Tim juga mempelajari 1.439 orang dewasa yang belum pernah tertular COVID-19. Status kelompok ini dikonfirmasi melalui hasil negatif pada tes yang mencari virus itu sendiri dan antibodi terhadapnya. Khususnya, tingkat antibodi berkurang seiring berjalannya waktu, sehingga tes ini tidak dapat sepenuhnya menyingkirkan kemungkinan adanya infeksi yang sudah terjadi sejak lama.
Dalam interval tiga bulan, semua peserta penelitian menyelesaikan kuesioner yang dirancang untuk melacak kemungkinan gejala ME/CFS. Para peneliti kemudian mengelompokkan peserta berdasarkan tingkat keparahan gejala, memantau apakah mereka memiliki semua gejala yang diperlukan untuk diagnosis, hanya beberapa gejala atau tidak ada gejala sama sekali.
Peserta dengan diagnosis formal ME/CFS sebelum penelitian dikeluarkan dari analisis.

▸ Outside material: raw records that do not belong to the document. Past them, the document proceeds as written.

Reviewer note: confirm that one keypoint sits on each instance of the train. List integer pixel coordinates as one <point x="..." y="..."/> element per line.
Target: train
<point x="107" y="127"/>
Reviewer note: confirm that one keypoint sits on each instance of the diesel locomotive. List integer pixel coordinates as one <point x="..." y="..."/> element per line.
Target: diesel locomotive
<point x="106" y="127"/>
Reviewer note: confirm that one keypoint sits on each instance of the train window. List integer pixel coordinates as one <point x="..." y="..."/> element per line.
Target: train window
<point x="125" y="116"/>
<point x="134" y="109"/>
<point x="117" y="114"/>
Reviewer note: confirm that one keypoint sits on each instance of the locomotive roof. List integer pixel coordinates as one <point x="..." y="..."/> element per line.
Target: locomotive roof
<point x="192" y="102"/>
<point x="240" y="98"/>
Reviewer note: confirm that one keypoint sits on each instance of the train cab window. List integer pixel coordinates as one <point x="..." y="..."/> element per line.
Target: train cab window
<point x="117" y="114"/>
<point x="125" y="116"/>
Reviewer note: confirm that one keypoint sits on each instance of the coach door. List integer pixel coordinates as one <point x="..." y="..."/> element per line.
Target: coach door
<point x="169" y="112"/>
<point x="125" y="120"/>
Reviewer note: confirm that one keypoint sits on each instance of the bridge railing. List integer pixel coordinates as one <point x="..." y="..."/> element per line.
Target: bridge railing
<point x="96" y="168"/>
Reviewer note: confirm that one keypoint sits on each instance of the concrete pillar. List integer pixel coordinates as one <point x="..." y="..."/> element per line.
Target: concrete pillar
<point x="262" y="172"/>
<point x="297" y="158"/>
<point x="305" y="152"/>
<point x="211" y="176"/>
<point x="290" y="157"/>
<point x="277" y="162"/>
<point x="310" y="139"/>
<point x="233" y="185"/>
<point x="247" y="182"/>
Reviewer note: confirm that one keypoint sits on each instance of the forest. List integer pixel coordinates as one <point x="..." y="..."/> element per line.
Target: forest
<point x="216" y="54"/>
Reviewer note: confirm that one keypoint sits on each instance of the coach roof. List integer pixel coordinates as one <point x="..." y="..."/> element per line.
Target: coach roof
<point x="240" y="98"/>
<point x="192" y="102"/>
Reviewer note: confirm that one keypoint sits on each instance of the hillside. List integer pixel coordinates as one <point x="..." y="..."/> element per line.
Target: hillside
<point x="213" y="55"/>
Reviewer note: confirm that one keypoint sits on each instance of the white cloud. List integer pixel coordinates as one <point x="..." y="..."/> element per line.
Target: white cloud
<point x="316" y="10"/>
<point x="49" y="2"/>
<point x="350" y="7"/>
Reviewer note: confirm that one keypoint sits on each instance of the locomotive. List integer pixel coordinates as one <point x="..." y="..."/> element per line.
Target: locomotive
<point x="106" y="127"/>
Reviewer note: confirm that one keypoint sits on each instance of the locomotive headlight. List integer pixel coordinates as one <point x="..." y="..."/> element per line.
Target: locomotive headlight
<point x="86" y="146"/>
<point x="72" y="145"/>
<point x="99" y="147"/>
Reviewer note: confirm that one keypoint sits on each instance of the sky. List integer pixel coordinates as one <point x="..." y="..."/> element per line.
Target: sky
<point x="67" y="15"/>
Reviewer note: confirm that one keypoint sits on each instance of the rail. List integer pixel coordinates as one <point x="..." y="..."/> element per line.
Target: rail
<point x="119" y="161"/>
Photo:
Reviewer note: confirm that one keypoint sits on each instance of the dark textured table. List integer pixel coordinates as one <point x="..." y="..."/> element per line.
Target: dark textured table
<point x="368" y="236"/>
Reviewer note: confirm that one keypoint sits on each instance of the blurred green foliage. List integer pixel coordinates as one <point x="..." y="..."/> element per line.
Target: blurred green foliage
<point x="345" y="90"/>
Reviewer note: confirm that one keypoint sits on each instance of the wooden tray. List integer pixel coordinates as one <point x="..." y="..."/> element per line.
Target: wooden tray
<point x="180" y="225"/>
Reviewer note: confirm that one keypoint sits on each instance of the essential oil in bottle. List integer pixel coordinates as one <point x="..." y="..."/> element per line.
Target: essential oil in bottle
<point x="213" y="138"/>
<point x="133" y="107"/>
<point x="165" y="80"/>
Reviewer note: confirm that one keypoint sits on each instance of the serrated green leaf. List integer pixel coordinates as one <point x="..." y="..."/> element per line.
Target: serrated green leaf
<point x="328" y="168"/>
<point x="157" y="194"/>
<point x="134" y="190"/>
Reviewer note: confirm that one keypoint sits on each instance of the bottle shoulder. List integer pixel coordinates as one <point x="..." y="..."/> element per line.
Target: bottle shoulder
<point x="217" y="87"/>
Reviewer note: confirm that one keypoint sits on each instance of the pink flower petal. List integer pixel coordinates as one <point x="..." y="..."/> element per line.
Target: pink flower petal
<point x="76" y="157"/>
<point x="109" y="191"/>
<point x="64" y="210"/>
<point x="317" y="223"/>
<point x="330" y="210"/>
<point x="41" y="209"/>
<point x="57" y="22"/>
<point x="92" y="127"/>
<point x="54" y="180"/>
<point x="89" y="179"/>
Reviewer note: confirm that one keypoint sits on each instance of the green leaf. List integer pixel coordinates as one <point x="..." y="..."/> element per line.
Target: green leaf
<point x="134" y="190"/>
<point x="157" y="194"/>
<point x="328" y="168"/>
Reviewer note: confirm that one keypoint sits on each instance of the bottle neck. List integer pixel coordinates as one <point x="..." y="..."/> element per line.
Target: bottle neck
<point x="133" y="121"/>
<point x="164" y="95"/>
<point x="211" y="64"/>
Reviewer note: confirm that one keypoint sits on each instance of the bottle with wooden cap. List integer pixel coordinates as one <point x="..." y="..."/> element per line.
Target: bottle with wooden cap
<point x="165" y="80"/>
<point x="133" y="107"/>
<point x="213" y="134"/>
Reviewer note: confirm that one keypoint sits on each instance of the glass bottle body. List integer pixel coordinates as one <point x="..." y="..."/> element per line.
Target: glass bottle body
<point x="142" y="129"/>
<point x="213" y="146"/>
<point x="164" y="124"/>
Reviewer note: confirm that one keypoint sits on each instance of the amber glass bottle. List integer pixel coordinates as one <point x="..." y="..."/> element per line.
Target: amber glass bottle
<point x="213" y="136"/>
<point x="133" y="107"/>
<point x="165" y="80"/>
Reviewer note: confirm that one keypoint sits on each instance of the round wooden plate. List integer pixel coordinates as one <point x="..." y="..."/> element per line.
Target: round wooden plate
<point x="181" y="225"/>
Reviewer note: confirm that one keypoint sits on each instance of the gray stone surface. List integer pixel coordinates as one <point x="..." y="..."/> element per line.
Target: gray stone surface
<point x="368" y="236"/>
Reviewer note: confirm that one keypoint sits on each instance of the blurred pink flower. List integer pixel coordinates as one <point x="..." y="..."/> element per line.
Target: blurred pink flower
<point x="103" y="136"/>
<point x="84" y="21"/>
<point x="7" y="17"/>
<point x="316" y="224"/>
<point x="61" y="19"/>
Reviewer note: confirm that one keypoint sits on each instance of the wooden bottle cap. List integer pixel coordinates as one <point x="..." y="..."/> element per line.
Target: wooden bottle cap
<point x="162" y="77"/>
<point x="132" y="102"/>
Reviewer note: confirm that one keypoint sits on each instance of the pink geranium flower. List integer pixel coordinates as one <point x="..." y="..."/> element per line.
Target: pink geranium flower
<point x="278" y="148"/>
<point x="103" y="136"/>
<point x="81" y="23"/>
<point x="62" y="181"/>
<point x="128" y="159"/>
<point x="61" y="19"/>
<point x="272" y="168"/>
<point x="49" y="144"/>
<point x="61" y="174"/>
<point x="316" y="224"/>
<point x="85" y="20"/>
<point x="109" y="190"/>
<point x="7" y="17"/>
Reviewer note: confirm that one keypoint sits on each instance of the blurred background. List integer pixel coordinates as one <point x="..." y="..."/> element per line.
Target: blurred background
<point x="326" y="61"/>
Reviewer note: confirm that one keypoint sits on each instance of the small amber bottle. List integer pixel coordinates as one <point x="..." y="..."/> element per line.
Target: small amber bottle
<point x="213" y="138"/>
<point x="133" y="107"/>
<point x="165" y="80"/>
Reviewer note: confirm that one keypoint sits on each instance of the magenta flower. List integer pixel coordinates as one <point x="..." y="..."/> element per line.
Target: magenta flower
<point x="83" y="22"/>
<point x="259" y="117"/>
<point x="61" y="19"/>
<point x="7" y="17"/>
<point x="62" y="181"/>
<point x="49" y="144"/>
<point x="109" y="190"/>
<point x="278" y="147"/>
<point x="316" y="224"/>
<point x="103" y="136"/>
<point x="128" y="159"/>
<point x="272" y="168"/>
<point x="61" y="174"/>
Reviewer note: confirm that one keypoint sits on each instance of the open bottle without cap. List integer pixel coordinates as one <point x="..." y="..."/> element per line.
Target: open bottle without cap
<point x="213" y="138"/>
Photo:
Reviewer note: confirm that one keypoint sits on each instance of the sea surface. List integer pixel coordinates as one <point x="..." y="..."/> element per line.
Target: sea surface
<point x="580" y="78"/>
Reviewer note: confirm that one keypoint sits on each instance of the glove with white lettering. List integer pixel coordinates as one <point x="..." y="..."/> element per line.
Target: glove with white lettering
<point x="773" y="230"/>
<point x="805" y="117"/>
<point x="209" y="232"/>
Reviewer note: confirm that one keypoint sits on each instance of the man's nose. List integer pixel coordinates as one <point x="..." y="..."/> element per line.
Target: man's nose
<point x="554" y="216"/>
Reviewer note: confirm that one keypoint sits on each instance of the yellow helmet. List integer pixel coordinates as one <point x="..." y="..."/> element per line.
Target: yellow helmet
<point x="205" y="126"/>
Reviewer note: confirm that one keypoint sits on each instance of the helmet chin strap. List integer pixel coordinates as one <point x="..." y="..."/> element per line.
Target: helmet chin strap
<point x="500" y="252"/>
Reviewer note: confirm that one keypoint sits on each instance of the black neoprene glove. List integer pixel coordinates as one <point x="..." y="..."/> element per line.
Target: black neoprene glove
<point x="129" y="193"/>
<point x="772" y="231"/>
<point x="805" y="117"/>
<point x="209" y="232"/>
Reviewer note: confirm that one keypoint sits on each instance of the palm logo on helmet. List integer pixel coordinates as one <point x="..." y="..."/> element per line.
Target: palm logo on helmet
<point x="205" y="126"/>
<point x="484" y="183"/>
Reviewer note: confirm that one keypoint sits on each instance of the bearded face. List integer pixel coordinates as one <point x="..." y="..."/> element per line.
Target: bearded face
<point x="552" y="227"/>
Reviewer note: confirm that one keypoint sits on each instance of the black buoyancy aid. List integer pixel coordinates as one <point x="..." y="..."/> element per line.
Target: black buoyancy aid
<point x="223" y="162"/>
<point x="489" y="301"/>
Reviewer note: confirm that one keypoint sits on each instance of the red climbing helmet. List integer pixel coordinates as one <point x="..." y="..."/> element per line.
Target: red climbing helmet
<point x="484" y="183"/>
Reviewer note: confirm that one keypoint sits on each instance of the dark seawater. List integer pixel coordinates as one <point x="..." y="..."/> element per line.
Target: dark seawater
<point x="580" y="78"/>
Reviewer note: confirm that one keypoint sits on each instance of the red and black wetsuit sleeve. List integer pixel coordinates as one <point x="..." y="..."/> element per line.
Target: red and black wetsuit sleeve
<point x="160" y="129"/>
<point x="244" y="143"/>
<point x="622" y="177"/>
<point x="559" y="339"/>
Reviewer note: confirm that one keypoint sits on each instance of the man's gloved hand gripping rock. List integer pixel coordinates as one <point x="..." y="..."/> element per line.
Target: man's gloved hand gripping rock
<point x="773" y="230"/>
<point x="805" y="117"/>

Biasanya, untuk didiagnosis dengan ME/CFS memerlukan: memenuhi kriteria diagnostik tertentuyang meliputi kelelahan disertai gangguan fisik, rasa tidak enak badan pasca aktivitas, tidur yang tidak menyegarkan, dan gangguan kognitif atau intoleransi ortostatik.
Dalam penelitian tersebut, hanya 0,6% orang tanpa riwayat COVID-19 yang mengembangkan ME/CFS, dibandingkan dengan 4,5% orang dewasa yang mengalami kondisi tersebut setidaknya enam bulan setelah tertular COVID-19. Hal ini menunjukkan bahwa COVID-19 secara signifikan meningkatkan risiko pengembangan ME/CFS.

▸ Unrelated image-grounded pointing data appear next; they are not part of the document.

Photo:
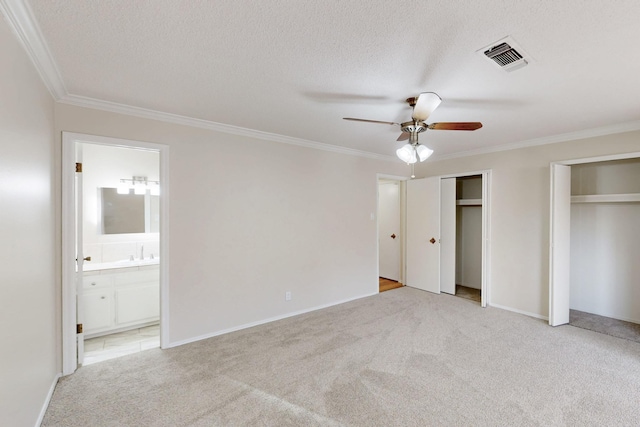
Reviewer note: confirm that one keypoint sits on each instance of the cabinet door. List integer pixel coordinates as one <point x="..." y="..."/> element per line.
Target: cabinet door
<point x="136" y="304"/>
<point x="98" y="314"/>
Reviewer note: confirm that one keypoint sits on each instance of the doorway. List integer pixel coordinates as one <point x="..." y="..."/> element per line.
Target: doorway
<point x="390" y="226"/>
<point x="593" y="232"/>
<point x="114" y="247"/>
<point x="434" y="254"/>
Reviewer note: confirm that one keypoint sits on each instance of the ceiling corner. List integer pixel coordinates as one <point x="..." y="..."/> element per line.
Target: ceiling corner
<point x="21" y="20"/>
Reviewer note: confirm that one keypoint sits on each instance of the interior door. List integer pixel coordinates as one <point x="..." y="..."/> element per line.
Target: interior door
<point x="448" y="235"/>
<point x="423" y="234"/>
<point x="389" y="230"/>
<point x="559" y="252"/>
<point x="79" y="253"/>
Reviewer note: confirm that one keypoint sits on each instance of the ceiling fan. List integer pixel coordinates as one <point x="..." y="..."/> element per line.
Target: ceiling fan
<point x="423" y="105"/>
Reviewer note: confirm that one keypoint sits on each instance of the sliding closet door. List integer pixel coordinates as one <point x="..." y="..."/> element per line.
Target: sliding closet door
<point x="423" y="234"/>
<point x="560" y="254"/>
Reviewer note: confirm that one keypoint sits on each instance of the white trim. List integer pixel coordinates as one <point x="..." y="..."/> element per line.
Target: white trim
<point x="47" y="400"/>
<point x="564" y="137"/>
<point x="515" y="310"/>
<point x="218" y="127"/>
<point x="69" y="356"/>
<point x="21" y="20"/>
<point x="264" y="321"/>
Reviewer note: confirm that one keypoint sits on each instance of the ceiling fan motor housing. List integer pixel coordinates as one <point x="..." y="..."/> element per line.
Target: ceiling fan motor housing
<point x="412" y="127"/>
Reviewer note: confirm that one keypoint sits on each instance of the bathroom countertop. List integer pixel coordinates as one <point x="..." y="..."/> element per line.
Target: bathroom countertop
<point x="89" y="266"/>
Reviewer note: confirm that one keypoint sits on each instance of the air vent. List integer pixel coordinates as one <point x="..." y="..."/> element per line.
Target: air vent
<point x="505" y="54"/>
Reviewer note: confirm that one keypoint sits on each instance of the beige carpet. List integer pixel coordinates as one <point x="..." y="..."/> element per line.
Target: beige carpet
<point x="401" y="358"/>
<point x="605" y="325"/>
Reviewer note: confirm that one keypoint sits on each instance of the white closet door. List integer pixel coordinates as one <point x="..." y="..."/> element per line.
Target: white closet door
<point x="423" y="234"/>
<point x="560" y="254"/>
<point x="448" y="236"/>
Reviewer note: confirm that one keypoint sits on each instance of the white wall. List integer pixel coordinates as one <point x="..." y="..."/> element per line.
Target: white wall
<point x="104" y="166"/>
<point x="29" y="285"/>
<point x="520" y="212"/>
<point x="605" y="241"/>
<point x="251" y="219"/>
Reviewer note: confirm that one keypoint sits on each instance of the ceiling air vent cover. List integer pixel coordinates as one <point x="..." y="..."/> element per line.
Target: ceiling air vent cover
<point x="505" y="54"/>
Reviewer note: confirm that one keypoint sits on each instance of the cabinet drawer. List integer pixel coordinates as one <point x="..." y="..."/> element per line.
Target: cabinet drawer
<point x="137" y="277"/>
<point x="96" y="281"/>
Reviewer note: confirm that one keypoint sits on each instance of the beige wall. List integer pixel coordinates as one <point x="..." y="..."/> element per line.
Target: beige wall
<point x="520" y="212"/>
<point x="29" y="288"/>
<point x="251" y="219"/>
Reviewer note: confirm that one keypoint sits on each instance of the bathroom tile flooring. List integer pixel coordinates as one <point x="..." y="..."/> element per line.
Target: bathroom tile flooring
<point x="116" y="345"/>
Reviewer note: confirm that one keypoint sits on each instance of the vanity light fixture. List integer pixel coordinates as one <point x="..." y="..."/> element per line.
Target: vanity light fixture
<point x="139" y="185"/>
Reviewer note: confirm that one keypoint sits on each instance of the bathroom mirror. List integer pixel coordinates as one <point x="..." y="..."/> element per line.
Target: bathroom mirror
<point x="128" y="213"/>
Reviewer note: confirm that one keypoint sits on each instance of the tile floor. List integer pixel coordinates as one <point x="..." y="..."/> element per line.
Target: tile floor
<point x="116" y="345"/>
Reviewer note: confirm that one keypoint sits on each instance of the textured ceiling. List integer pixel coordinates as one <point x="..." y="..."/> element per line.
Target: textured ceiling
<point x="295" y="68"/>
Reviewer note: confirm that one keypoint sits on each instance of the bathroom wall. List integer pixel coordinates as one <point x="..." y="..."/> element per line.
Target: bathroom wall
<point x="104" y="166"/>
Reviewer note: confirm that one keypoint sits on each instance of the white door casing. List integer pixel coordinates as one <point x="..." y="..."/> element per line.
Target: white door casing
<point x="423" y="234"/>
<point x="559" y="250"/>
<point x="389" y="230"/>
<point x="448" y="236"/>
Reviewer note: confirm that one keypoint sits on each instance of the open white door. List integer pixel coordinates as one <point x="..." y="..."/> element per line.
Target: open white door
<point x="389" y="230"/>
<point x="448" y="236"/>
<point x="79" y="255"/>
<point x="423" y="234"/>
<point x="559" y="251"/>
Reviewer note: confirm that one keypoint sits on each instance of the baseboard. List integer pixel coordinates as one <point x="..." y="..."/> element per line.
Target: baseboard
<point x="48" y="399"/>
<point x="515" y="310"/>
<point x="262" y="322"/>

Pollack mencatat bahwa 79,5% orang yang mengembangkan ME/CFS dalam penelitian ini adalah perempuan, hal ini sejalan dengan penelitian sebelumnya yang menunjukkan bahwa keduanya SAYA/CFS Dan COVID yang panjang secara tidak proporsional mempengaruhi perempuan. “Sangat penting untuk mempelajari lebih lanjut mengapa hal ini terjadi, dan untuk memeriksa peran hormon seks dan perbedaan jenis kelamin dalam respons kekebalan patologis terhadap infeksi,” katanya.

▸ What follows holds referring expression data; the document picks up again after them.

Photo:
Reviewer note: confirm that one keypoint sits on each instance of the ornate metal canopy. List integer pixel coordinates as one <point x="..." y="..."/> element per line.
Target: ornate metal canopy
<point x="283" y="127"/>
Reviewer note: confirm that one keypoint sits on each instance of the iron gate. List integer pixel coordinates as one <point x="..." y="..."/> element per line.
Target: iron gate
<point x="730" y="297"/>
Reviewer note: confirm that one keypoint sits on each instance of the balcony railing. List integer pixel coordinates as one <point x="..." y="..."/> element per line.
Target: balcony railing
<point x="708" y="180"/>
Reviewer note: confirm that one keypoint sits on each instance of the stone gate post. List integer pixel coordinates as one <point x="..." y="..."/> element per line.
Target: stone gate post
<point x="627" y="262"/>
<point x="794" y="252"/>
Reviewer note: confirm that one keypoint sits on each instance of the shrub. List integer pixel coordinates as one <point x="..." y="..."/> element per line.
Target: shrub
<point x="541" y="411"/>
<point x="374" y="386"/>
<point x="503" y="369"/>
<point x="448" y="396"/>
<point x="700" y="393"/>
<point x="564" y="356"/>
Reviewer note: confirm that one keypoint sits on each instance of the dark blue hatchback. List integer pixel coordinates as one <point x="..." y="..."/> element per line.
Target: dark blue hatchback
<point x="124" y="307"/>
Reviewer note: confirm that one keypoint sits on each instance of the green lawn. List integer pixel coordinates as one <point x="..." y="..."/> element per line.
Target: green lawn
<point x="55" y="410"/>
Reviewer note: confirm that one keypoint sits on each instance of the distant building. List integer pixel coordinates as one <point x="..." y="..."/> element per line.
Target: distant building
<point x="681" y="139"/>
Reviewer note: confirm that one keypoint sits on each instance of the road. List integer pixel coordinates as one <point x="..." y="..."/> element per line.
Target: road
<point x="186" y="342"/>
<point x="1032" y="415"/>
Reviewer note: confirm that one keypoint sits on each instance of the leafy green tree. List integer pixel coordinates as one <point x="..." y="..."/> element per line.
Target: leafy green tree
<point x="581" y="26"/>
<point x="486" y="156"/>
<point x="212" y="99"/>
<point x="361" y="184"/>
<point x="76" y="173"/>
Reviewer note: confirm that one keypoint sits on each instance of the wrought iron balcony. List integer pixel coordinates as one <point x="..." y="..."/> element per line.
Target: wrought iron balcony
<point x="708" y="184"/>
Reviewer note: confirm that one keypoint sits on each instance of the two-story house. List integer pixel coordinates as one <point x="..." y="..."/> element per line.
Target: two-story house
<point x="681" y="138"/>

Studi tersebut juga menemukan bahwa 88,7% peserta dengan ME/CFS setelah COVID-19 juga didiagnosis menderita COVID jangka panjang.
“COVID panjang dan ME/CFS tidak hanya itu gejala yang sangat miriptetapi kelainan mendasar yang sangat mirip pada otak, sistem kekebalan, metabolisme energi, dan sistem kardiovaskular,” kata Komaroff. “Menurut pendapat saya, Long COVID dan ME/CFS kemungkinan besar menjadi contoh sindrom infeksi pasca-akut,” katanya. .
Untuk memperkuat kesimpulannya, para peneliti menggunakan teknik yang disebut pencocokan skor kecenderungan. Artinya, mereka membandingkan peserta dalam kelompok COVID-19 dengan peserta tidak terinfeksi yang memiliki demografi dan kondisi penyakit serupa, untuk membantu meminimalkan perbedaan dasar antar kelompok.
Namun tim mencatat bahwa beberapa peserta mungkin belum terdiagnosis ME/CFS sebelum mengidap COVID-19, yang mungkin menjadi keterbatasan penelitian ini. Sifat penelitian yang berbasis kuesioner menghadirkan keterbatasan lain, karena peserta mungkin kesulitan mengingat apakah gejala mereka dimulai sebelum atau setelah mereka terjangkit COVID-19.
Meskipun terdapat keterbatasan, temuan ini menunjukkan bahwa COVID-19 meningkatkan risiko ME/CFS. Dan saat ini, baik ME/CFS maupun long COVID belum menyetujui pengobatan.
“Temuan penelitian ini menggarisbawahi kebutuhan mendesak akan pengobatan,” kata Pollack. “ME/CFS dapat disebabkan oleh berbagai pemicu selain SARS-CoV-2, dan penyakit ini termasuk penyakit yang paling sedikit didanai untuk penelitian, meskipun tingkat keparahannya.”